Stand by Me 1986 ★★★

Watched Jul 16, 2012

I never got around to seeing this until now - I should've been the perfect age for it when it came out, and Stephen King was rapidly becoming my favourite author, but I was years away from being able to see R-rated movies with impunity (and even my fallback strategy, watching them at the houses of friends with more permissive parents, fell through because none of my friends wanted to see this when we could've been renting something with a lot more blood).

So by the time it became easy to see this, I didn't care to anymore...most of the stars went on to stumble through unlikeable teenager/YA roles, and though I couldn't articulate it as such yet, I was already getting pretty sick of boomer nostalgia.

A quarter-century later, I find it suffers a bit for having been quoted to death, and its most famous setpieces popping up in awards shows and retrospectives so often that while all this time I know I hadn't seen it, it always felt like I had.

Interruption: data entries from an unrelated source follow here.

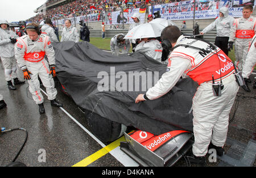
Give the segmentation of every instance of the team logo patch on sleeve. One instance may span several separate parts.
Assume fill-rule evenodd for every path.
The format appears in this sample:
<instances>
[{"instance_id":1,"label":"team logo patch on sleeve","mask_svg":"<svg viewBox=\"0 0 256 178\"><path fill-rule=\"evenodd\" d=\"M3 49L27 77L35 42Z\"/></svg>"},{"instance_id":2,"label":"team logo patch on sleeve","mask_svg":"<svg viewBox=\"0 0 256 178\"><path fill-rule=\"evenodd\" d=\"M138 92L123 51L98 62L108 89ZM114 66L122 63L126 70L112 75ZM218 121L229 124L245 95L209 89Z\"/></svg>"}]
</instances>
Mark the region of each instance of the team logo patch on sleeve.
<instances>
[{"instance_id":1,"label":"team logo patch on sleeve","mask_svg":"<svg viewBox=\"0 0 256 178\"><path fill-rule=\"evenodd\" d=\"M22 45L19 43L17 43L17 50L22 50L22 48L23 48L23 45Z\"/></svg>"},{"instance_id":2,"label":"team logo patch on sleeve","mask_svg":"<svg viewBox=\"0 0 256 178\"><path fill-rule=\"evenodd\" d=\"M48 41L47 45L48 45L48 47L49 48L52 48L52 43L51 43L50 41Z\"/></svg>"}]
</instances>

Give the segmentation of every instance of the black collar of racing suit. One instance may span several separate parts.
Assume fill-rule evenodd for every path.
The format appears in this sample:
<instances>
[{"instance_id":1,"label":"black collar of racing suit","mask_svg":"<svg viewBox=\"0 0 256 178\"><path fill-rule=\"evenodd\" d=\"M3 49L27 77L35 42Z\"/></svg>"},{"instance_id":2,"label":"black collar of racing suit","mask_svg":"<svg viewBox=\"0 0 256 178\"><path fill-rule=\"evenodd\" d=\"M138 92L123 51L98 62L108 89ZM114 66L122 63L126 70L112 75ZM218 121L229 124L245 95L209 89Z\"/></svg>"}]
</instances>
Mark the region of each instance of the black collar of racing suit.
<instances>
[{"instance_id":1,"label":"black collar of racing suit","mask_svg":"<svg viewBox=\"0 0 256 178\"><path fill-rule=\"evenodd\" d=\"M36 41L38 40L38 39L39 39L39 37L40 37L40 35L38 35L38 38L36 39L36 40L32 40L30 38L30 37L29 37L28 36L28 41L32 41L32 42L35 42L35 41Z\"/></svg>"}]
</instances>

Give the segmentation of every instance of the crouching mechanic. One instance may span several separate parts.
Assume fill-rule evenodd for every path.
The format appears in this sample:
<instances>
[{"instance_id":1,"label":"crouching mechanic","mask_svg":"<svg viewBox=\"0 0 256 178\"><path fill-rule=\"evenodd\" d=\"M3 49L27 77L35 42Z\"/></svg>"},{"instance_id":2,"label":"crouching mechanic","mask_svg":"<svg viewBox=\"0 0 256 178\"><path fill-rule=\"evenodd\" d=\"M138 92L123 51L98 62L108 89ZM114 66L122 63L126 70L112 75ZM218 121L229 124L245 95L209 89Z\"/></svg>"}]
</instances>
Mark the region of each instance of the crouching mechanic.
<instances>
[{"instance_id":1,"label":"crouching mechanic","mask_svg":"<svg viewBox=\"0 0 256 178\"><path fill-rule=\"evenodd\" d=\"M122 50L122 54L127 54L129 52L130 45L128 39L124 39L123 34L115 35L110 40L110 49L113 54L119 55L119 51Z\"/></svg>"},{"instance_id":2,"label":"crouching mechanic","mask_svg":"<svg viewBox=\"0 0 256 178\"><path fill-rule=\"evenodd\" d=\"M52 78L56 77L55 52L49 37L40 34L36 24L29 23L26 32L27 35L17 40L15 57L23 71L24 78L28 81L33 99L39 105L39 112L43 113L45 112L44 98L40 92L38 75L46 88L51 105L62 107L62 104L56 100L57 90ZM48 62L44 59L44 55L47 56Z\"/></svg>"},{"instance_id":3,"label":"crouching mechanic","mask_svg":"<svg viewBox=\"0 0 256 178\"><path fill-rule=\"evenodd\" d=\"M219 156L224 154L229 114L239 88L233 74L234 65L219 48L187 39L177 27L168 26L162 33L162 43L168 43L167 48L174 49L169 56L167 71L145 94L139 95L135 103L164 95L183 74L197 82L199 86L192 101L195 142L192 154L188 158L191 163L204 164L208 146L209 149L215 149ZM224 85L221 90L218 87L218 91L221 91L218 96L214 94L213 80L215 84L222 81Z\"/></svg>"}]
</instances>

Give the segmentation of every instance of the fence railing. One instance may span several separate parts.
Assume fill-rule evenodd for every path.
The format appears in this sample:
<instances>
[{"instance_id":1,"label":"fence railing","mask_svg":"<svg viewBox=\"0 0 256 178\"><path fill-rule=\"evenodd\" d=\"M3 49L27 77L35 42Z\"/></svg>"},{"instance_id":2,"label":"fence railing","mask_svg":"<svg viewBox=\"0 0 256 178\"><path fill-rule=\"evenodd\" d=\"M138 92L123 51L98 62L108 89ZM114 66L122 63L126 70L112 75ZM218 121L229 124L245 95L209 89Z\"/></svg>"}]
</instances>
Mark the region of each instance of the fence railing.
<instances>
[{"instance_id":1,"label":"fence railing","mask_svg":"<svg viewBox=\"0 0 256 178\"><path fill-rule=\"evenodd\" d=\"M200 29L200 31L201 31L203 29ZM192 29L182 29L181 31L183 33L186 35L193 35ZM90 30L90 37L101 37L102 36L102 32L101 30ZM105 36L106 37L112 37L117 34L123 33L126 35L128 32L127 29L106 29L105 32ZM213 43L215 41L216 37L216 30L214 29L204 35L204 39L208 40L210 42Z\"/></svg>"}]
</instances>

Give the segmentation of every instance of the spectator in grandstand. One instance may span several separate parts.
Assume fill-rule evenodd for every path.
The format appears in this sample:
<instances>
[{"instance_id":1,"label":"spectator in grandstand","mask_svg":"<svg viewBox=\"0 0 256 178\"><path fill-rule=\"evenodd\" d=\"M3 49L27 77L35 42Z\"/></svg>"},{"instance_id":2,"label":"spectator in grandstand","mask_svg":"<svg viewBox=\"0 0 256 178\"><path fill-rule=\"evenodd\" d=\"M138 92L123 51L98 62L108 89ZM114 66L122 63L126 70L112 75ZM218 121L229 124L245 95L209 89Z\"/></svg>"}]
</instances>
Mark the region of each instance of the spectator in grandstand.
<instances>
[{"instance_id":1,"label":"spectator in grandstand","mask_svg":"<svg viewBox=\"0 0 256 178\"><path fill-rule=\"evenodd\" d=\"M115 56L119 55L120 49L122 54L128 53L130 45L128 39L124 39L125 35L122 33L115 35L110 40L110 49L112 54Z\"/></svg>"},{"instance_id":2,"label":"spectator in grandstand","mask_svg":"<svg viewBox=\"0 0 256 178\"><path fill-rule=\"evenodd\" d=\"M200 33L200 34L204 35L216 27L217 36L215 39L214 44L221 49L227 56L229 53L228 50L229 36L234 20L233 17L229 15L228 8L222 7L220 9L219 16Z\"/></svg>"},{"instance_id":3,"label":"spectator in grandstand","mask_svg":"<svg viewBox=\"0 0 256 178\"><path fill-rule=\"evenodd\" d=\"M65 27L61 33L60 41L73 41L75 43L79 41L80 38L79 33L76 27L71 26L71 21L67 20L65 21Z\"/></svg>"},{"instance_id":4,"label":"spectator in grandstand","mask_svg":"<svg viewBox=\"0 0 256 178\"><path fill-rule=\"evenodd\" d=\"M183 22L182 23L182 25L181 25L181 27L180 27L180 28L187 28L186 22L185 21L183 21Z\"/></svg>"},{"instance_id":5,"label":"spectator in grandstand","mask_svg":"<svg viewBox=\"0 0 256 178\"><path fill-rule=\"evenodd\" d=\"M102 24L101 25L101 32L102 35L102 39L105 39L105 23L102 22Z\"/></svg>"},{"instance_id":6,"label":"spectator in grandstand","mask_svg":"<svg viewBox=\"0 0 256 178\"><path fill-rule=\"evenodd\" d=\"M120 14L117 16L117 23L126 23L127 22L127 19L123 16L123 13L121 11Z\"/></svg>"},{"instance_id":7,"label":"spectator in grandstand","mask_svg":"<svg viewBox=\"0 0 256 178\"><path fill-rule=\"evenodd\" d=\"M52 22L51 19L47 18L44 21L44 24L41 28L42 33L49 36L51 42L59 42L54 29L51 27L52 25Z\"/></svg>"},{"instance_id":8,"label":"spectator in grandstand","mask_svg":"<svg viewBox=\"0 0 256 178\"><path fill-rule=\"evenodd\" d=\"M80 26L82 26L80 29L80 39L82 41L90 42L90 31L85 23L83 22L83 21L80 22Z\"/></svg>"}]
</instances>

Nice to see an early movie capitalize on Kiefer Sutherland's terrifying screen presence, even at that age. Between the degree to which these kids are unsupervised - only one kid's parents show up, and even then only in flashbacks - and the fact that it's a Rob Reiner movie that isn't a shit tsunami, this is going to look like science fiction before long. Hell, just the fact that it's an R-rated movie obviously aimed at tweeners (and, of course, nostalgic boomers) makes it feel like it's pulled in from another universe.